Animoca VIP Review: Stolen identity “click a button” Ponzi
Animoca VIP fails to provide ownership or executive information on its website.
Animoca VIP operates from two known website domains:
- animvip.com – registered with bogus details on December 31st, 2024
- aniquantify.com – registered with bogus details on December 30th, 2024
Of note is both of Animoca VIP’s website domains being registered through the Chinese registrar Alibaba (Singapore).
As always, if an MLM company is not openly upfront about who is running or owns it, think long and hard about joining and/or handing over any money.
Animoca VIP’s Products
Animoca VIP has no retailable products or services.
Affiliates are only able to market Animoca VIP affiliate membership itself.
Animoca VIP’s Compensation Plan
Animoca VIP affiliates invest tether (USDT). This is done on the promise of advertised returns:
- VIP1 – invest 10 to 80 USDT and receive 21% a day
- VIP2 – invest 80 to 230 USDT and receive 21.5% a day
- VIP3 – invest 230 to 500 USDT and receive 22% a day
- VIP4 – invest 500 to 1000 USDT and receive 23% a day
- VIP5 – invest 1000 to 2200 USDT and receive 24.5% a day
- VIP6 – invest 2200 to 5000 USDT and receive 26% a day
- VIP7 – invest 5000 to 10,000 USDT and receive 28% a day
- VIP8 – invest 10,000 to 20,000 USDT and receive 31% a day
- VIP9 – invest 20,000 to 40,000 USDT and receive 34% a day
- VIP10 – invest 40,000 to 80,000 USDT and receive 38% a day
- VIP11 – invest 80,000 to 160,000 USDT and receive 43% a day
- VIP12 – invest 160,000 to 500,000 USDT and receive 50% a day
Animoca VIP pays referral commissions on invested USDT down three levels of recruitment (unilevel):
- level 1 (personally recruited affiliates) – 11%
- level 2 – 3%
- level 3 – 1%
Joining Animoca VIP
Animoca VIP affiliate membership is free.
Full participation in the attached income opportunity requires a minimum 10 USDT investment.
Animoca VIP Conclusion
Animoca VIP is yet another “click a button” app Ponzi scheme.
Animoca VIP misappropriates the name and branding of Animoca, a software and venture capital company based out of Hong Kong.
Needless to say Animoca VIP has nothing to do with Animoca the Hong Kong company.
Animoca VIP’s Ponzi ruse is “quantitative trading”.
You only need to click one click to quantify and wait for 1-2 minutes to achieve profits.
The presented ruse is Animoca VIP affiliates log in and click a button (the more invested the more the button needs to be clicked).
Clicking the button purportedly generates revenue via quantitative trading, which for some reason Animoca VIP shares a percentage of with affiliate investors.
If that makes no sense it’s because it doesn’t.
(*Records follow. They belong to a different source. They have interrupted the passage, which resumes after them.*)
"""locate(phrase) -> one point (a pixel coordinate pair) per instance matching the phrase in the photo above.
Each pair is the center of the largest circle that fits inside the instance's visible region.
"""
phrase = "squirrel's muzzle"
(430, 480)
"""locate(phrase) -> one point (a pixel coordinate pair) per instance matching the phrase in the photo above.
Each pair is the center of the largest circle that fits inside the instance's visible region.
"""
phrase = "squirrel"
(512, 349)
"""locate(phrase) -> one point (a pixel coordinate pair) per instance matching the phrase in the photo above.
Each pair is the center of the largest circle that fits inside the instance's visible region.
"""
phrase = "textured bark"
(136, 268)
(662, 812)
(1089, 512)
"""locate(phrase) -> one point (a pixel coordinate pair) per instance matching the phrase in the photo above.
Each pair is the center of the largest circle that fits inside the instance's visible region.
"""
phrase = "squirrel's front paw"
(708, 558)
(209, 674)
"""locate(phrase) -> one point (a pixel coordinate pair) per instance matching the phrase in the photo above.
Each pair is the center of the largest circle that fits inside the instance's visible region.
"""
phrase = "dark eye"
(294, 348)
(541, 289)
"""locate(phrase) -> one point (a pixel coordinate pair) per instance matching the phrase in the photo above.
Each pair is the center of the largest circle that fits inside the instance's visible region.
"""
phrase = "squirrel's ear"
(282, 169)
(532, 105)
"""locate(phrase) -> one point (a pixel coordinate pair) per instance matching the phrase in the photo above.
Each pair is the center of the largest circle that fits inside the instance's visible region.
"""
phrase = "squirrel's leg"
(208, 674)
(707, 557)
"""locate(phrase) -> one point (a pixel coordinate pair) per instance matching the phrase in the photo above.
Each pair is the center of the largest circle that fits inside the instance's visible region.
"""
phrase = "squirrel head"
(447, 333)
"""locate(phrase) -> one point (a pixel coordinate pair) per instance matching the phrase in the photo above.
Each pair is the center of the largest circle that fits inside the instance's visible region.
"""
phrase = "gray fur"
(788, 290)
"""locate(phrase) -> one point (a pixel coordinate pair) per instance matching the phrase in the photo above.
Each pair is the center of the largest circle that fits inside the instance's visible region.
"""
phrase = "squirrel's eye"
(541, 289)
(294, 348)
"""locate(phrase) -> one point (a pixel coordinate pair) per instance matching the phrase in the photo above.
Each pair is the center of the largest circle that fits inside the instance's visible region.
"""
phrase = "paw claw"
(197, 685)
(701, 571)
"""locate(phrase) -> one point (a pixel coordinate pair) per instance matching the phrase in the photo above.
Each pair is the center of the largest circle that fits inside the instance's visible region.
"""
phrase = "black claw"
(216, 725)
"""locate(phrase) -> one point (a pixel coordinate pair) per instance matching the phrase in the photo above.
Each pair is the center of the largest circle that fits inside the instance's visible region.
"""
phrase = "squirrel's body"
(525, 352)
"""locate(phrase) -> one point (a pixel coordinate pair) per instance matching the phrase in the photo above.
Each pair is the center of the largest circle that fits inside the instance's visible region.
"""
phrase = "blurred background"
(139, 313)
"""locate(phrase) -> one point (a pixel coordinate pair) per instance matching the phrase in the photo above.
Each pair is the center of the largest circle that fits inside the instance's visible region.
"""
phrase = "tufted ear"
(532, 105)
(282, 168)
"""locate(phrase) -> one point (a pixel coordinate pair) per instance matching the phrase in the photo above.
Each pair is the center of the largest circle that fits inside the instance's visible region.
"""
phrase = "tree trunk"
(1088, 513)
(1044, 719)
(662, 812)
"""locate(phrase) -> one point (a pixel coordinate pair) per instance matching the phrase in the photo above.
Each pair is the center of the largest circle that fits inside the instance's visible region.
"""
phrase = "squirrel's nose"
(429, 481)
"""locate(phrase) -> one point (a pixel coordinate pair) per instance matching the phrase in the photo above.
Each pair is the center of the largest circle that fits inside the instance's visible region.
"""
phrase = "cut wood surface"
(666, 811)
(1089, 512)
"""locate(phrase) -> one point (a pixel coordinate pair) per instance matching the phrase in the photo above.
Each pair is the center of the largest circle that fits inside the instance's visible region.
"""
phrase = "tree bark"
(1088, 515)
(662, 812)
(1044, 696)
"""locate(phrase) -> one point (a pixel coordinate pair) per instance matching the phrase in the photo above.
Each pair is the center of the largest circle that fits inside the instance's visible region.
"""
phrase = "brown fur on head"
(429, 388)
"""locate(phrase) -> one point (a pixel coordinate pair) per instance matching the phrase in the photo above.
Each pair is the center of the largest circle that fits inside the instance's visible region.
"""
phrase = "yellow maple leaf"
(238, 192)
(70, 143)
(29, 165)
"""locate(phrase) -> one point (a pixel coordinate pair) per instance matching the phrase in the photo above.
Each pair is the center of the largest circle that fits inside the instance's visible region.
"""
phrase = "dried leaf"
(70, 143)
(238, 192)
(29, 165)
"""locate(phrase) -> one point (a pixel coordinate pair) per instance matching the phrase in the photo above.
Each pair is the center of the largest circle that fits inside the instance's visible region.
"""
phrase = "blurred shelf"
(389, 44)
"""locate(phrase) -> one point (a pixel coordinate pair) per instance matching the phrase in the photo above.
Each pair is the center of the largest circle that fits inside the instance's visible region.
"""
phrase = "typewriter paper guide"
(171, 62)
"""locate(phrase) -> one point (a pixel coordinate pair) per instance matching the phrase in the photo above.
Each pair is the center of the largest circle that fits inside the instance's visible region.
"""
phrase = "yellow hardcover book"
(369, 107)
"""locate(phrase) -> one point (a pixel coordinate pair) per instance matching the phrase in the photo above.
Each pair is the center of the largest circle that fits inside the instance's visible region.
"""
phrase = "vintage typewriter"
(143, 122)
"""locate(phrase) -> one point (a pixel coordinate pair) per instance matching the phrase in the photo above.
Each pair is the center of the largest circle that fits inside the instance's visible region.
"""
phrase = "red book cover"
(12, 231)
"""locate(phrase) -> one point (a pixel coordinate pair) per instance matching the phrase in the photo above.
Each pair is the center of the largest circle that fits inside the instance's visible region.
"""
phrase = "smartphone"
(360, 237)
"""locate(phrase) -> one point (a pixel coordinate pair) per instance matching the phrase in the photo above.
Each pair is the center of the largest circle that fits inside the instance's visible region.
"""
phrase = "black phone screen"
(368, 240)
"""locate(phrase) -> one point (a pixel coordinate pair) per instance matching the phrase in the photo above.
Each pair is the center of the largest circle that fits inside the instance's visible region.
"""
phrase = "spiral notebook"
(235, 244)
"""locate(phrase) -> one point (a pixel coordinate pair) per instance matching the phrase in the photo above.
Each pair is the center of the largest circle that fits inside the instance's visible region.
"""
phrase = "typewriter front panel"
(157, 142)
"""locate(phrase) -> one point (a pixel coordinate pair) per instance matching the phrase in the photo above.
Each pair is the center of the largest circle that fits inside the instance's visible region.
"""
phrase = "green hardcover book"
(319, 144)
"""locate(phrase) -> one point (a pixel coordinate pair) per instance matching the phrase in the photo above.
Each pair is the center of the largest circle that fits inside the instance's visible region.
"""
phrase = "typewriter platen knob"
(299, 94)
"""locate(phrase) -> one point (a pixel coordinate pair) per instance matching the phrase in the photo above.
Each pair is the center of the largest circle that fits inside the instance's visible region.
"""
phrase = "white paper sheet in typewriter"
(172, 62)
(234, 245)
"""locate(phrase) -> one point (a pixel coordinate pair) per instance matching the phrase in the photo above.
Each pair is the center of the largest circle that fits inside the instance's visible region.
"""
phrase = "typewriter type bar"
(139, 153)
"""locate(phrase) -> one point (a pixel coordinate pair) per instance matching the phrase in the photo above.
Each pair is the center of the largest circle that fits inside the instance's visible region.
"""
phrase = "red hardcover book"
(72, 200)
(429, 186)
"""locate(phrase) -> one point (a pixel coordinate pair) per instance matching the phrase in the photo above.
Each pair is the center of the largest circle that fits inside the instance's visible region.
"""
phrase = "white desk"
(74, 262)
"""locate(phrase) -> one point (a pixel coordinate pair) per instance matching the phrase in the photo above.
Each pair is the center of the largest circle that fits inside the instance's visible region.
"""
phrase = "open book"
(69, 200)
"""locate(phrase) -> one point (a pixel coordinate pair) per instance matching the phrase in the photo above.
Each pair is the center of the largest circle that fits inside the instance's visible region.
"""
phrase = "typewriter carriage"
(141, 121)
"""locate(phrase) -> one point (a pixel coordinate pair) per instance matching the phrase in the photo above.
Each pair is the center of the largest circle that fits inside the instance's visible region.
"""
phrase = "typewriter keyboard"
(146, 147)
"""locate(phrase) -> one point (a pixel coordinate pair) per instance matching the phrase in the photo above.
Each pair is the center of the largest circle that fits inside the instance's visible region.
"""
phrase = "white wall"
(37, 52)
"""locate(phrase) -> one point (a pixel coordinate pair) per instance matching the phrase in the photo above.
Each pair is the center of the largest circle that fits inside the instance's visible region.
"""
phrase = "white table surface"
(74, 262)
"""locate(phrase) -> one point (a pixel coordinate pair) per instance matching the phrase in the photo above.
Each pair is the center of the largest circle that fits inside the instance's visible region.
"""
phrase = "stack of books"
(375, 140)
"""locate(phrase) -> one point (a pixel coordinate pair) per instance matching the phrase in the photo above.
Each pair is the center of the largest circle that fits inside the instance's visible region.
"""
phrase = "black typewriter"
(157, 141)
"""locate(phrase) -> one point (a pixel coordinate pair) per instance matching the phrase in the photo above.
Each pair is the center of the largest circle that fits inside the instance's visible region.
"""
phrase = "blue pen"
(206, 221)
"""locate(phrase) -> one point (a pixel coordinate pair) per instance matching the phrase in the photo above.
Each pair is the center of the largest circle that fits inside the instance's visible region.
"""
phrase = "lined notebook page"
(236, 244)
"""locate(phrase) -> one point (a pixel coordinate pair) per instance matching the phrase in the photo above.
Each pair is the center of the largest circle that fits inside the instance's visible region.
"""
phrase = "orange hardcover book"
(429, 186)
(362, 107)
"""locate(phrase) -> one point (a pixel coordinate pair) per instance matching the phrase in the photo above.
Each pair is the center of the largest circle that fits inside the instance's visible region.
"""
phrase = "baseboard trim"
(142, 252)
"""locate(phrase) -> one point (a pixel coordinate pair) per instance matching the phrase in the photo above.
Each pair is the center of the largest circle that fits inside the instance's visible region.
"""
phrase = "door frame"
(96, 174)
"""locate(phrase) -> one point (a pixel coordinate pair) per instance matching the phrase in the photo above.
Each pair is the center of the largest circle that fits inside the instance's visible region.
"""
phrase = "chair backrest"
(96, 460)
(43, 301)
Randoms clicking a button in an app doesn’t trigger quantitative trading.
In reality clicking a button inside Animoca VIP’s app does nothing. All Animoca VIP does is recycle newly invested funds to pay earlier investors.
Examples of already collapsed “click a button” app Ponzis using the stolen identity ruse are Puma Invest, TCDD USD and Lactalis USD. Recent quantitative trading ruse examples are QUA AI Bot, Bytesi and AQR Quantify.
Since 2021 BehindMLM has documented hundreds of “click a button” app Ponzis. Most of them last a few weeks to a few months before collapsing.
“Click a button” app Ponzis disappear by disabling both their websites and app. This tends to happen without notice, leaving the majority of investors with a loss (inevitable Ponzi math).
As part of a collapse, “click a button” Ponzi scammers often initiate recovery scams. This sees the scammers demand investors pay a fee to access funds and/or re enable withdrawals.
If any payments are made withdrawals remain disabled or the scammers cease communication.
Organized crime interests from China operate scam factories behind “click a button” Ponzis from south-east Asian countries.
In September 2024, the US Department of Treasury sanctioned Cambodian politician Ly Yong Phat over ties to Chinese human trafficking scam factories.
Through various companies he owns, Phat is alleged to shelter Chinese scammers operating out of Cambodia.
Regardless of which country they operate from, the same group of Chinese scammers are believed to be behind the “click a button” app Ponzi plague.